A correria para concluir os estudos, os estágios, ingressar no mercado de trabalho, ser bem sucedida, viajar, fazer novos cursos, conhecer o mundo, casar, ter filhos, ser boa nisso, excelente naquilo, estar no controle. Nada disso parecia anormal em meus 20 e poucos anos. Mesmo sendo, às vezes, chamada de ‘do contra’, exigente, crítica em demasia, impaciente, e estar, de fato, muito cansada, já havia conseguido, em pouco tempo, muito do que sonhara na infância suburbana: consegui alugar sozinha um apartamento pequeno, mas muito simpático, na ‘Zona Sul’, estava trabalhando na área profissional que escolhi, em uma empresa bem reconhecida no mercado.

Passei de pessoa comum a pessoa comum e feliz. Ou quase. Os problemas da vida adulta surgiam e, como num videogame sem fim, por mais que eu atirasse bombas e balas coloridas contra os monstrinhos também conhecidos por obstáculos, nunca sobrevivia sem alguns arranhões.
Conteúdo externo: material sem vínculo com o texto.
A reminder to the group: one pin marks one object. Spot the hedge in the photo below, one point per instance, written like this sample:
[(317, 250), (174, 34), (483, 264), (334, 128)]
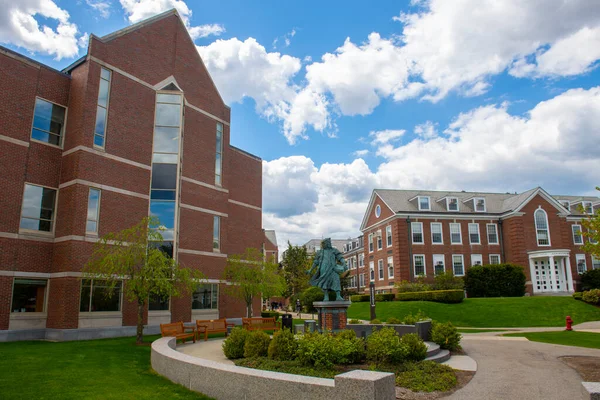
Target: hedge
[(502, 280), (439, 296)]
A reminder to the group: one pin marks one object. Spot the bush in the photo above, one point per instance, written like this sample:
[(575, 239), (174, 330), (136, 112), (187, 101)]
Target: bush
[(590, 279), (447, 281), (283, 346), (439, 296), (257, 344), (417, 349), (233, 346), (385, 297), (309, 296), (502, 280), (591, 296), (384, 346), (446, 335)]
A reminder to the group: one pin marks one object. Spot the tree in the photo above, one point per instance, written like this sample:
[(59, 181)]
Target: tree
[(131, 255), (296, 261), (250, 275)]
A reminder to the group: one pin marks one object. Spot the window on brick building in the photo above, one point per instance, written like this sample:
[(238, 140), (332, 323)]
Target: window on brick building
[(417, 232), (37, 213), (102, 108), (219, 155), (29, 295), (206, 297), (97, 295), (48, 122), (541, 227), (91, 225)]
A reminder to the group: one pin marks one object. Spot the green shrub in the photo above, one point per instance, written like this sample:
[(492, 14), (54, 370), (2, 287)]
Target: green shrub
[(590, 279), (447, 281), (426, 376), (438, 296), (257, 344), (233, 346), (417, 349), (283, 346), (591, 296), (446, 335), (502, 280), (384, 346)]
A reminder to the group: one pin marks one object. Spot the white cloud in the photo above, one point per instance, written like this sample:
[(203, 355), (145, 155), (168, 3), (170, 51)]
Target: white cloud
[(138, 10), (18, 26)]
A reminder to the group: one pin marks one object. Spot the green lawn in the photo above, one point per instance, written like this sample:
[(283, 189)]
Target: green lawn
[(581, 339), (512, 312), (96, 369)]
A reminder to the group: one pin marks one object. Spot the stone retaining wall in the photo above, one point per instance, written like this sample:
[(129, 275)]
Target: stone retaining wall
[(223, 381)]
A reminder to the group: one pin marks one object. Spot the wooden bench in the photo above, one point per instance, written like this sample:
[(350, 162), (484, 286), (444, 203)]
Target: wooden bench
[(178, 330), (206, 326), (264, 324)]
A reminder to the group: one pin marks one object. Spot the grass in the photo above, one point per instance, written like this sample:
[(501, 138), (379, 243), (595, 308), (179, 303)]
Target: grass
[(567, 338), (510, 312), (95, 369)]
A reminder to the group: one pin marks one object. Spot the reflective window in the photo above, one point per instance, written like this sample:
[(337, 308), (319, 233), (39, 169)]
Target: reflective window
[(38, 208), (48, 122)]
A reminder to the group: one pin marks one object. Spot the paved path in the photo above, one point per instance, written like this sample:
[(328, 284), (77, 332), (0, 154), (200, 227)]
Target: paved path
[(519, 369)]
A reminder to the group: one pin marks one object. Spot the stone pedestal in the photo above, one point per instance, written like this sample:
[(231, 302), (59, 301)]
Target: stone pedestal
[(332, 315)]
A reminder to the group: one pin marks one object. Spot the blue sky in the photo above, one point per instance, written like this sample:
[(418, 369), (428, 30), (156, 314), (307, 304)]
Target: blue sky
[(432, 94)]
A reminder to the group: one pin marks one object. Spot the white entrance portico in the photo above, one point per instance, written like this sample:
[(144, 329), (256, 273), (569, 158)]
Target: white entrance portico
[(551, 271)]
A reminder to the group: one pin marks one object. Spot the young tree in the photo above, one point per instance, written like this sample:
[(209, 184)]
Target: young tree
[(250, 275), (132, 257)]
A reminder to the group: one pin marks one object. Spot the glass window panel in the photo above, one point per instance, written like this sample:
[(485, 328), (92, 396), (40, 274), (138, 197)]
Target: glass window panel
[(168, 114), (164, 176)]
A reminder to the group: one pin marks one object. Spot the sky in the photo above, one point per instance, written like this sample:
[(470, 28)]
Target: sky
[(341, 97)]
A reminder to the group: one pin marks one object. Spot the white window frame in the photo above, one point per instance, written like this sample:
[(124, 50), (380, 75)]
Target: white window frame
[(412, 232), (462, 260), (415, 265), (487, 229), (471, 224), (441, 232), (459, 232)]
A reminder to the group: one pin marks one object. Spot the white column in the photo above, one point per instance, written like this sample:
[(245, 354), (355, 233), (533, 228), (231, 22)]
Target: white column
[(553, 274), (569, 275)]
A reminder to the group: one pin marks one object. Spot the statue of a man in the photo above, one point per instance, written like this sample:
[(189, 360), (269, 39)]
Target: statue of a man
[(326, 270)]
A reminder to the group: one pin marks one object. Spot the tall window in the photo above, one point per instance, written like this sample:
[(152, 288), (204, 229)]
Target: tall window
[(492, 230), (91, 225), (458, 264), (455, 235), (102, 109), (96, 295), (219, 155), (541, 227), (29, 295), (417, 231), (48, 122), (436, 233), (217, 233), (474, 234), (419, 262), (37, 213)]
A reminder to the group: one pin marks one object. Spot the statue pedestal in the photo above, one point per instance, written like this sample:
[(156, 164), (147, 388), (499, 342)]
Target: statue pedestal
[(332, 315)]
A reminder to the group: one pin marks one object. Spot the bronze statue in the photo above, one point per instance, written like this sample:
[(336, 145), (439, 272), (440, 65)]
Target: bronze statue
[(327, 268)]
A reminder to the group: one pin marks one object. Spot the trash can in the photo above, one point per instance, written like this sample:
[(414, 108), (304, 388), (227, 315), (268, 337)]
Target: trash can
[(286, 321)]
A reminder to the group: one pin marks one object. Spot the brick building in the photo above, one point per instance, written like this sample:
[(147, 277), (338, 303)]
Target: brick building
[(135, 127), (411, 232)]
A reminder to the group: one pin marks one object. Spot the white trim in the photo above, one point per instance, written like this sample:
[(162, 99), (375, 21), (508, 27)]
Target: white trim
[(103, 187), (107, 155), (239, 203), (14, 141)]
O ritmo do jogo foi aumentando e eu, resistindo às mais variadas situações (separação, mudança de cidade, demissão, decepção com sócio e amigos etc) estava simplesmente ‘me achando’. Era comum, feliz e pronta para enfrentar o que fosse. Vem, venham cá, problemas. Vocês não me pegam, não.
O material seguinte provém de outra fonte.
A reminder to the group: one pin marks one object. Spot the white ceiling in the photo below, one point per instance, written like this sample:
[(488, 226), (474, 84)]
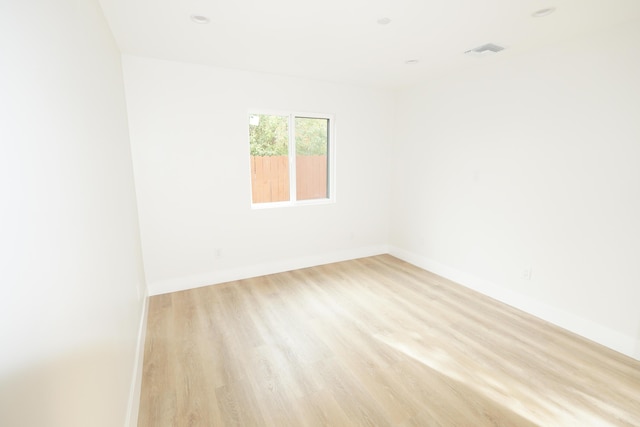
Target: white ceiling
[(341, 41)]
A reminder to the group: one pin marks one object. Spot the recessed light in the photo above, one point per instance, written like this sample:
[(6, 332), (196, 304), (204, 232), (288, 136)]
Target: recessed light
[(200, 19), (543, 12)]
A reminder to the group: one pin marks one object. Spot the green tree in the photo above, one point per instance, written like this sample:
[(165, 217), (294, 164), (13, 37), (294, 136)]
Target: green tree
[(269, 135)]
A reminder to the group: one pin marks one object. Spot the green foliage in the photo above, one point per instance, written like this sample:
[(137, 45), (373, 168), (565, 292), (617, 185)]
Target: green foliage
[(311, 136), (269, 135)]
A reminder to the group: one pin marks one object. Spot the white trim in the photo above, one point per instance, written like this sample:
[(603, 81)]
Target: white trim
[(615, 340), (221, 276), (136, 379), (331, 158)]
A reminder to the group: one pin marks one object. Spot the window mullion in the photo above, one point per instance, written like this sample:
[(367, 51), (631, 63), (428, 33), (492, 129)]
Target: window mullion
[(292, 158)]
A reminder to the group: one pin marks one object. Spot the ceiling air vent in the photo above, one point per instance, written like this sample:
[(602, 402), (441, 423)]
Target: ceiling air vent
[(485, 49)]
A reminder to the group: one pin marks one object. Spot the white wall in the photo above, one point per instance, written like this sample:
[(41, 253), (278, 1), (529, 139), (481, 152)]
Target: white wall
[(531, 161), (70, 263), (189, 133)]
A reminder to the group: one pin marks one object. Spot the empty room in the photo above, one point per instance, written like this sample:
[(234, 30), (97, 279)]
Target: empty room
[(349, 212)]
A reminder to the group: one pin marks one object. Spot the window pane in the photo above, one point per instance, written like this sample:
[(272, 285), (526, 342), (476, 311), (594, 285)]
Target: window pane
[(269, 143), (312, 141)]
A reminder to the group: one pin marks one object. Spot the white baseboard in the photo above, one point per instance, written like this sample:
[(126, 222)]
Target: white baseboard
[(136, 380), (615, 340), (222, 276)]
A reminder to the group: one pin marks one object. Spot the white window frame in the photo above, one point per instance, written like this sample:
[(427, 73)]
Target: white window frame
[(331, 159)]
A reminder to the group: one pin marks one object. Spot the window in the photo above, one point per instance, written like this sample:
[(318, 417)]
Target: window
[(291, 159)]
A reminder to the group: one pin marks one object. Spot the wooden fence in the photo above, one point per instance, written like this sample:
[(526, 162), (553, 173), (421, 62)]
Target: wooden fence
[(270, 178)]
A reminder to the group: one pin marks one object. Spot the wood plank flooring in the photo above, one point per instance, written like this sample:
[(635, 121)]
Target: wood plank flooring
[(371, 342)]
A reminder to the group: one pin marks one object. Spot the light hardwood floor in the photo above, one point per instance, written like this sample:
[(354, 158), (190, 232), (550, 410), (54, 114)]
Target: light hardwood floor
[(373, 342)]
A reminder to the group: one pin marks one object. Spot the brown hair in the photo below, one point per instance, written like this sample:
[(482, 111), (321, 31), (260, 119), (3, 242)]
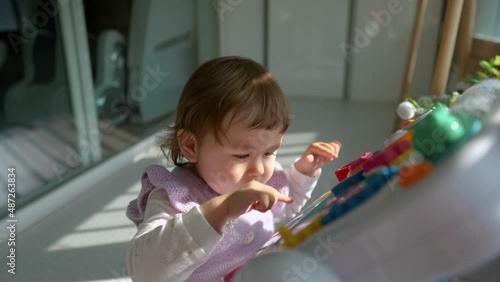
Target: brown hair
[(222, 86)]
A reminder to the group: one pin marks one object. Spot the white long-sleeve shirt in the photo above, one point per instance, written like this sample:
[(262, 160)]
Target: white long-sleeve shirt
[(158, 250)]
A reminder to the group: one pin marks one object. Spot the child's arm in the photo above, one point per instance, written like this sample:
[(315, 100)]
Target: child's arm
[(169, 246), (303, 175)]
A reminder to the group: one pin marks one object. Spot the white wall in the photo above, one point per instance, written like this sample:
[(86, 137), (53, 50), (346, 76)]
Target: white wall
[(379, 57), (303, 46), (307, 45), (241, 28)]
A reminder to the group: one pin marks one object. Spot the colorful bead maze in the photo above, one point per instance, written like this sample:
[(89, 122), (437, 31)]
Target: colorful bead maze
[(425, 207)]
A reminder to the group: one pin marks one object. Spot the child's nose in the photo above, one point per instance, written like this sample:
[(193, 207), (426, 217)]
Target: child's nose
[(256, 168)]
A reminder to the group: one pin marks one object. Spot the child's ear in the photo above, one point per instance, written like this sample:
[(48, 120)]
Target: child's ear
[(188, 145)]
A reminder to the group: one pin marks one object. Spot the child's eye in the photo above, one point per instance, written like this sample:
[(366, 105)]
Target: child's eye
[(242, 156)]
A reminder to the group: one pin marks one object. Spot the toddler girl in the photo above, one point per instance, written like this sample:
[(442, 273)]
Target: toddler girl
[(216, 208)]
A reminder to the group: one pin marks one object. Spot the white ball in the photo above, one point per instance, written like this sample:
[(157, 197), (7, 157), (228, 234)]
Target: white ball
[(406, 110)]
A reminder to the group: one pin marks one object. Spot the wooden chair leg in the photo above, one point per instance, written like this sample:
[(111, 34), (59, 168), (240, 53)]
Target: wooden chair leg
[(411, 57)]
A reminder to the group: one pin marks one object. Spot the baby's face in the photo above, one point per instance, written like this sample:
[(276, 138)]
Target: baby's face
[(244, 155)]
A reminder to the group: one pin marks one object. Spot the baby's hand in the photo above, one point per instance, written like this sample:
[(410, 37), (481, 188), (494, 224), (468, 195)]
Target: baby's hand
[(254, 195), (316, 155)]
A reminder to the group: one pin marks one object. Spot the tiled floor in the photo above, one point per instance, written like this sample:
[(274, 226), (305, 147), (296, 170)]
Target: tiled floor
[(87, 239)]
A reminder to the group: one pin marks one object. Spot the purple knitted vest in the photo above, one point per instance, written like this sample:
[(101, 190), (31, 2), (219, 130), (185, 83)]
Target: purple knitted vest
[(242, 237)]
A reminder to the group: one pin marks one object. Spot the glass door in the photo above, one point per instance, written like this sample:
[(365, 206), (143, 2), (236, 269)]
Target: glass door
[(48, 130)]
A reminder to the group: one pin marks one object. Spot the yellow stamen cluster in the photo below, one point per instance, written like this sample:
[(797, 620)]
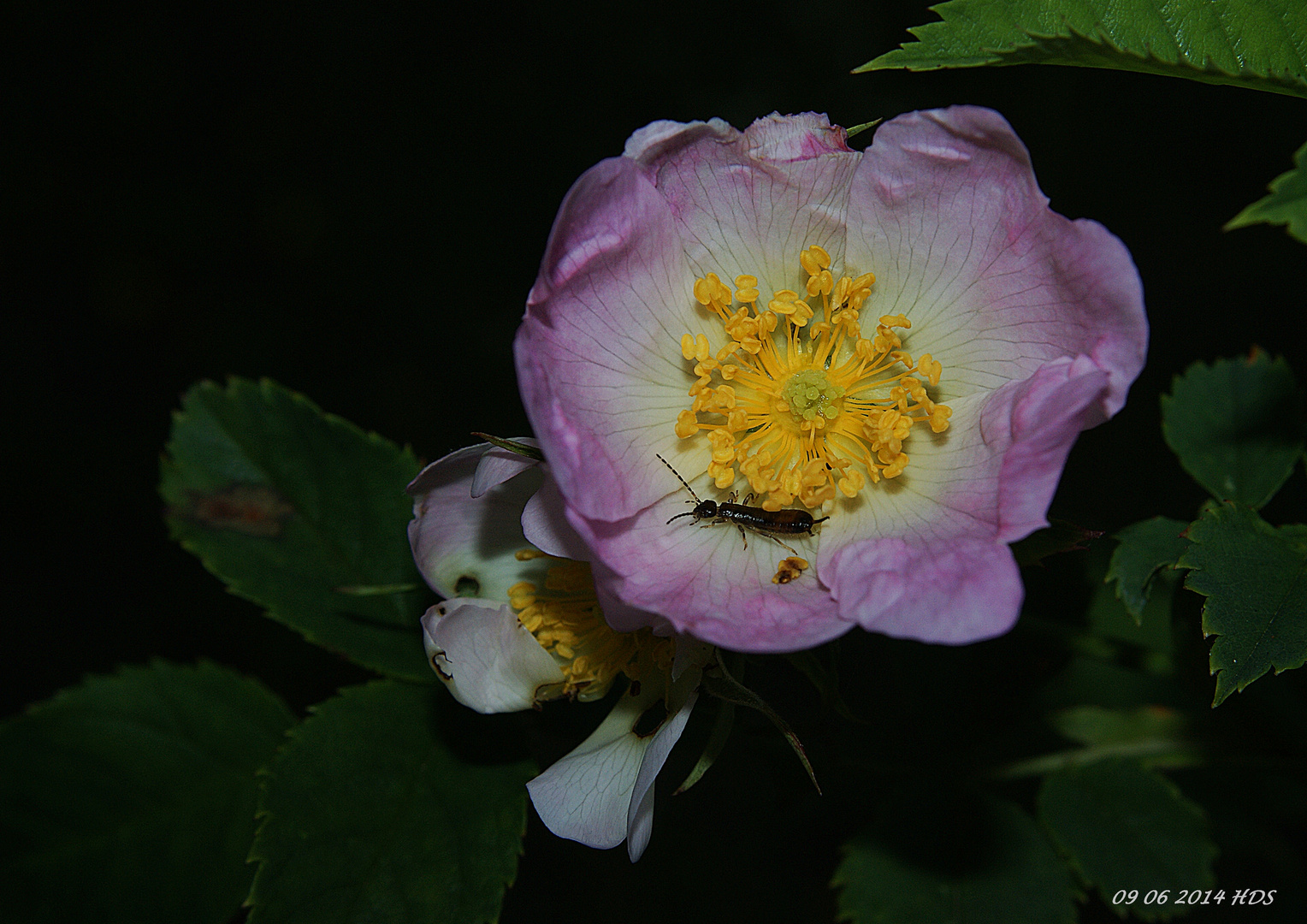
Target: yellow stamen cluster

O cérebro, porém, reage de forma muito, muito diferente da nossa vontade. Ele não me aguentava mais. E ‘virou a chave’. Fui obrigada a olhar nos olhos daqueles personagens imaginários da infância e admitir que pessoas comuns também adoecem, Aliás, não existem pessoas comuns, no sentido de isenta de problemas. E foi nesse momento que passei a ser uma pessoa comum e que, até hoje, sete anos depois do primeiro diagnóstico, continua sendo obrigada a usar medicamentos para equilibrar as emoções.

Sim, embora muita gente não associe depressão a comportamentos de euforia, ela pode estar, sim, alfinetando sua alma enquanto você luta para manter o sorriso naquela festa em que estão todos os seus amigos e coisas do tipo. Sofro de algo chamado transtorno de humor, ou seja, ser do contra excessivamente, mudar de opinião a todo momento, ser inquieto e até insone também são comportamentos que podem indicar depressão. Não por acaso, a ansiedade também cresce assustadoramente no mundo.
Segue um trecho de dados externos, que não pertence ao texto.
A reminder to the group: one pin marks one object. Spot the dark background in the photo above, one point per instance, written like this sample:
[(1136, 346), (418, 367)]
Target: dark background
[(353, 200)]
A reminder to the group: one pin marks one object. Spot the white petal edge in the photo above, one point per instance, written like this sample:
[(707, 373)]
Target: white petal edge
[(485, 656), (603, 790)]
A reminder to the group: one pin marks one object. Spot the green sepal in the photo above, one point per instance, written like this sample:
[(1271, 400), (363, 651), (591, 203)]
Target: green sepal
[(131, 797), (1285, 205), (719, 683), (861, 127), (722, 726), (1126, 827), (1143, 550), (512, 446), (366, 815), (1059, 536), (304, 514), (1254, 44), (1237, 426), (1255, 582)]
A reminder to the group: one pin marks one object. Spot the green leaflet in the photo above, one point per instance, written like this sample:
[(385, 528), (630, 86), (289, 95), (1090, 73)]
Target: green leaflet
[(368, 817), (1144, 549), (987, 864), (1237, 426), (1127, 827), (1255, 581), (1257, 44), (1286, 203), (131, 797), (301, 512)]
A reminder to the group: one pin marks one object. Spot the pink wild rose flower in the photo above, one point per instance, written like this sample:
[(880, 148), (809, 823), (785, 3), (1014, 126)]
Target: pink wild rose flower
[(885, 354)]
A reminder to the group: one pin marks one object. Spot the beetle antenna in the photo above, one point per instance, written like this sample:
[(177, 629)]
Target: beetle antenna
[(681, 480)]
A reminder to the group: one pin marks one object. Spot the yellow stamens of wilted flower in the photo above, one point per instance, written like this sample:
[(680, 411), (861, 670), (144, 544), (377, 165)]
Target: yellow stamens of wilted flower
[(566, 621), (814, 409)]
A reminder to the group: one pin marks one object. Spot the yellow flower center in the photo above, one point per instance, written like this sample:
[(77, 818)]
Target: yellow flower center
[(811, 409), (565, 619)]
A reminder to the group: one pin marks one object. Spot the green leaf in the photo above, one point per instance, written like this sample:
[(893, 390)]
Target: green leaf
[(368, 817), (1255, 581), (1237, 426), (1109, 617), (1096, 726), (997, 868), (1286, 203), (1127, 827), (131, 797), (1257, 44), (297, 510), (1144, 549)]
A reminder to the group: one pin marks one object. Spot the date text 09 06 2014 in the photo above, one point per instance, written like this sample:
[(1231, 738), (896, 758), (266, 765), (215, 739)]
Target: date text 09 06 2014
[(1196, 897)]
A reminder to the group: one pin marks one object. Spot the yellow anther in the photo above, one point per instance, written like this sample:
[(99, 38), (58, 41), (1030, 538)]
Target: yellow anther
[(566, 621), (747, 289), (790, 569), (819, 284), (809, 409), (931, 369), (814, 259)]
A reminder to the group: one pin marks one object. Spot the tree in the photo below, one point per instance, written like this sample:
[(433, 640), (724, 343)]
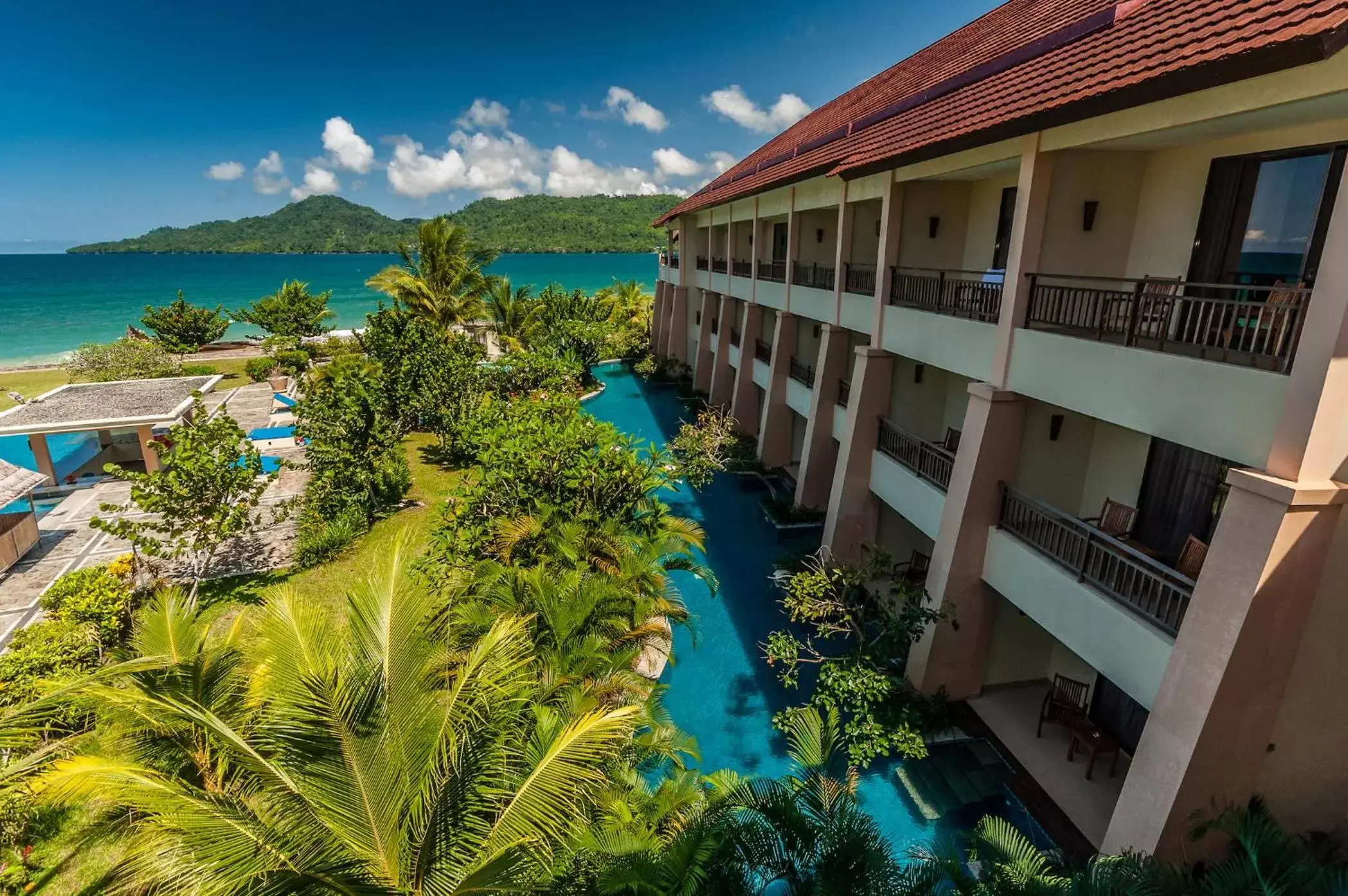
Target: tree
[(351, 755), (442, 276), (290, 312), (184, 328), (859, 638), (205, 494)]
Muitas e muitas vezes fui derrubada pelo desejo de fazer mil coisas ao mesmo tempo simplesmente para provar para mim mesma que eu era capaz, que eu tinha o controle, que eu merecia o amor da minha família. O transtorno – a ansiedade gerando depressão gerando mais ansiedade… – pode ter estado sempre ali, mas vários aspectos da ansiedade são vistos como aceitáveis e assim vamos caminhando para uma estrada muito acidentada.

Hoje, consciente do que me afeta, do que me tira do prumo, estou mais atenta aos sinais, e busco, acima de tudo preservar minha saúde – física e mental. O mais importante? Ter a certeza de que tenho amigos de verdade que estiveram e sempre estarão comigo nesse processo”.